Apple and Google’s change of terminology doesn’t bode well for governments with ambitions to build what they’re counter-branding as “sovereign” fixes — aka data grabs that do involve centralizing exposure data. Although whether this means we’re headed for a big standoff between certain governments and Apple over iOS security restrictions — à la Apple vs the FBI — remains to be seen.
Earlier today, Apple and Google’s EU privacy chiefs also took part in a panel discussion organized by a group of European parliamentarians, which specifically considered the question of centralized versus decentralized models for contact tracing.

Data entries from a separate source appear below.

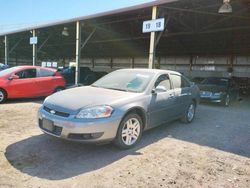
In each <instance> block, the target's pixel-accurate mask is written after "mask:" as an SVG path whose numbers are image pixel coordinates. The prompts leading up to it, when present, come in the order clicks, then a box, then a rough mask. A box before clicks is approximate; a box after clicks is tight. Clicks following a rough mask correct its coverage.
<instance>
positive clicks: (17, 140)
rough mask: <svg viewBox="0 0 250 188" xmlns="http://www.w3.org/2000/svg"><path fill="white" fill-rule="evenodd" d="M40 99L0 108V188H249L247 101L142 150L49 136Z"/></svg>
mask: <svg viewBox="0 0 250 188" xmlns="http://www.w3.org/2000/svg"><path fill="white" fill-rule="evenodd" d="M41 102H42V99H32V100H31V99H28V100H13V101H9V102H8V103H6V104H2V105H0V117H1V119H0V135H1V137H0V187H1V188H2V187H53V188H54V187H67V188H68V187H73V188H77V187H108V188H110V187H143V188H144V187H242V188H247V187H250V102H248V103H246V102H245V100H243V101H241V102H240V103H237V104H235V105H233V106H232V107H229V108H225V107H222V106H217V105H200V106H199V108H198V110H197V116H196V119H195V121H194V122H193V123H192V124H189V125H186V124H183V123H180V122H179V121H175V122H172V123H168V124H166V125H163V126H161V127H158V128H155V129H153V130H150V131H147V132H145V133H144V135H143V137H142V140H141V143H140V144H138V145H137V147H135V148H133V149H131V150H126V151H121V150H118V149H117V148H116V147H114V146H113V145H111V144H109V145H99V146H96V145H83V144H78V143H71V142H67V141H62V140H58V139H55V138H52V137H50V136H46V135H44V134H43V133H42V132H41V131H40V130H39V129H38V127H37V126H36V113H37V109H38V108H39V107H40V106H41Z"/></svg>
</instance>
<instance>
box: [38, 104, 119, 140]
mask: <svg viewBox="0 0 250 188" xmlns="http://www.w3.org/2000/svg"><path fill="white" fill-rule="evenodd" d="M121 119H122V115H116V116H113V115H112V116H111V117H109V118H100V119H89V120H84V119H76V118H75V115H70V116H69V117H61V116H58V115H53V114H51V113H49V112H47V111H45V110H44V109H43V107H41V108H40V109H39V111H38V126H39V128H40V129H41V130H42V131H43V132H44V133H46V134H48V135H51V136H54V137H57V138H62V139H66V140H71V141H78V142H90V143H91V142H92V143H97V142H106V141H111V140H113V139H114V138H115V137H116V133H117V130H118V127H119V124H120V122H121ZM48 122H49V124H50V127H52V128H49V129H48V128H47V125H48ZM45 125H46V126H45Z"/></svg>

Asked about supporting centralized models for contact tracing, the tech giants offered a dodge, rather than a clear “no.”
“Our goal is to really provide an API to accelerate applications. We’re not obliging anyone to use it as a solution. It’s a component to help make it easier to build applications,” said Google’s Dave Burke, VP of Android engineering.
“When we build something we have to pick an architecture that works,” he went on. “And it has to work globally, for all countries around the world. And when we did the analysis and looked at different approaches we were very heavily inspired by the DP-3T group and their approach — and that’s what we have adopted as a solution. We think that gives the best privacy preserving aspects of the contacts tracing service. We think it’s also quite rich in epidemiological data that we think can be derived from it. And we also think it’s very flexible in what it could do. [The choice of approach is] really up to every member state — that’s not the part that we’re doing. We’re just operating system providers and we’re trying to provide a thin layer of an API that we think can help accelerate these apps but keep the phone in a secure, private mode of operation.”
“That’s really important for the expectations of users,” Burke added. “They expect the devices to keep their data private and safe. And then they expect their devices to also work well.”
DP-3T’s Michael Veale was also on the panel — busting what he described as some of the “myths” about decentralized contacts tracing versus centralized approaches.
“The [decentralized] system is designed to provide data to epidemiologists to help them refine and improve the risk score — even daily,” he said. “This is totally possible. We can do this using advanced methods. People can even choose to provide additional data if they want to epidemiologists — which is not really required for improving the risk score but might help.”
“Some people think a decentralized model means you can’t have a health authority do that first call [to a person exposed to a risk of infection]. That’s not true. What we don’t do is we don’t tag phone numbers and identities like a centralized model can to the social network. Because that allows misuse,” he added. “All we allow is that at the end of the day the health authority receives a list separate from the network of whose phone number they can call.”
MEP Sophie in ‘t Veld, who organzied the online event, noted at the top of the discussion they had also invited PEPP-PT to join the call but said no one from the coalition had been able to attend the video conference.